Turning to topics related to COVID-19 itself, Stor and Briggs (1998) suggest an activity for high school students using dice to model the spread of a disease, using AIDS and the common cold as examples. More extensive suggestions for units for high school students are suggested by McClamroch and Montgomery (2009), who employ an on-line game called “Outbreak at Watersedge” to model disease spread, as part of an extensive 6-week summer programme for high school students, including each choosing an infectious disease to study. D’Agostino (2018) reports on a framework with aspects of connecting epidemiology to the real world, correlation not being equal to causation, making evidence-based arguments, designing a population-based study, and gathering data in the community (case–control studies), based on work with high school students.

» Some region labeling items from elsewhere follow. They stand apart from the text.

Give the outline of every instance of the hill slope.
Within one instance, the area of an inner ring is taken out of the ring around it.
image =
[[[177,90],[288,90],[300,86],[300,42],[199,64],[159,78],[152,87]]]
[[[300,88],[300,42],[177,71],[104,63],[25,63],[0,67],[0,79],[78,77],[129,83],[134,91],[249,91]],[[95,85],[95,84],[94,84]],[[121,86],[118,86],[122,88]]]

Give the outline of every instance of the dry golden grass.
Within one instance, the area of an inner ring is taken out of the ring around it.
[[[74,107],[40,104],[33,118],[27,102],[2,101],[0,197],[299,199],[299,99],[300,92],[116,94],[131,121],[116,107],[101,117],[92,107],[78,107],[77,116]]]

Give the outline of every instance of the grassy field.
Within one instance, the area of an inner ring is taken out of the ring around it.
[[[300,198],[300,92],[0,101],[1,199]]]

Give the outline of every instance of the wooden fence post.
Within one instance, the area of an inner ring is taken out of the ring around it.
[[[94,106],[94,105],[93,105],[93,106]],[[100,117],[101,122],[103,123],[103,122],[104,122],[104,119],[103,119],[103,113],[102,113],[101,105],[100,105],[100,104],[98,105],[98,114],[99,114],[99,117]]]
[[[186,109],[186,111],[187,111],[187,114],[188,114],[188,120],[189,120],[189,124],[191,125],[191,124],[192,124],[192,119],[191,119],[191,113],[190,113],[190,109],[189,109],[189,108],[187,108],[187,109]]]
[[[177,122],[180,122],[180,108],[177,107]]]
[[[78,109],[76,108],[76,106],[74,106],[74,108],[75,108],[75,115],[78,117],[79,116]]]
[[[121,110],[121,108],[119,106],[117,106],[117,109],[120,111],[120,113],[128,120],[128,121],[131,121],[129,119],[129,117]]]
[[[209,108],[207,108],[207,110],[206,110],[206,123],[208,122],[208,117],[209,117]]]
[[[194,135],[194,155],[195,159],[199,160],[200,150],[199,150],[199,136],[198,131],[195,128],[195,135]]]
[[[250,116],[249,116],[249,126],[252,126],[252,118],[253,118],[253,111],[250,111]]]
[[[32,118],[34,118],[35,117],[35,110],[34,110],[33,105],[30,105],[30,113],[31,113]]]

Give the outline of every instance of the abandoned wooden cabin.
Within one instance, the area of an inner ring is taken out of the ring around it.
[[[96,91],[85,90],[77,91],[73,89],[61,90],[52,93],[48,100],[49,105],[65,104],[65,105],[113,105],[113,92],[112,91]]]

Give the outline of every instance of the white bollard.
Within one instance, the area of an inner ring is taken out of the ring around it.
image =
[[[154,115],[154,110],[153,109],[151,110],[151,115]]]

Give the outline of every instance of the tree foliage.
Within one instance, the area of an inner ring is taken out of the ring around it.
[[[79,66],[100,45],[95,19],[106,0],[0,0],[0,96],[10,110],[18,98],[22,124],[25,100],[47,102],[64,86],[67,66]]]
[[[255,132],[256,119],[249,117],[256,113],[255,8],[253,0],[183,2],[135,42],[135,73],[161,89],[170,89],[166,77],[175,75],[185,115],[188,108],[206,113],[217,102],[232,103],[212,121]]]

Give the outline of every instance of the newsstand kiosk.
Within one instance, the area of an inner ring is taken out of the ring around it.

More broadly across the curriculum, data are present in many contexts also related to issues potentially challenging the world students will enter after school. Issues associated with what data to collect are also significant in developing countries, such as Bangladesh. In the Geography Teacher, Lee-Ammons and Riosmena (2019) describe the issues associated with collecting census data in a very densely populated country challenged by a low-lying and constantly changing landscape (yet again suggesting links to climate change). Teaching Statistics also focuses on cross-curriculum topics in the social sciences, encouraging mathematics/statistics teachers to focus on meaningful contexts. For example, Brown (2017) uses student responses to national surveys on social issues, e.g. “why do you think there are people who live in need?”, to ask students to analyse and compare their class results with those in the public more generally. An angle on History is to use evidence, often involving data, to make a decision about which of two accounts of an event is most feasible. Leff (2019) describes presenting students with two scenarios for what happened over the centuries on Easter Island and to its inhabitants. As is often the case, the explanation of historical data may be contradictory when interpreted in more than one feasible context. In terms of teacher education in the Practice of Statistics, Hestness et al. (2014) provide the basis for a professional development programme for science teachers on climate change, again imbedded in the NGSS.

Concluding remarks

The title of this paper purposefully refers to disruption and “crises”. Those who believe that once the COVID-19 crisis is overcome with a vaccine made available world-wide, life will return to the previous economic model of growth and prosperity are more than likely to be disappointed. The data from around the world, as well as within segments of the most prosperous societies, indicate that social disadvantage as well as the continued exploitation of earth’s unsustainable resources are going to continue to require global action (Davis, 2020; Mair, 2020; United Nations, 2015). The connected hyperobjects of the coronavirus pandemic and climate change have certainly presented the world with “real problems” involving high levels of uncertainty and enabled a once in a lifetime opportunity to promote the need for a statistically literate populace, with far reaching implications for the mathematics K-12 curriculum and beyond. Concerns still exist, for example in Australia, because national testing in mathematics only tests a few isolated data skills, upon which students do relatively well; hence statistics receives very little attention in the classroom, often relegated to Friday afternoon in primary school or the end of the year in high school (Watson & Callingham, 2020).

The arguments and evidence presented here should provide motivation for governments to develop educational policies in all countries to increase the focus on statistics, not only as part of mathematics but also across the curriculum. The Practice of Statistics should indeed be part of the recommended practice in school education wherever data-based questions are relevant in context and informal inferences can be made.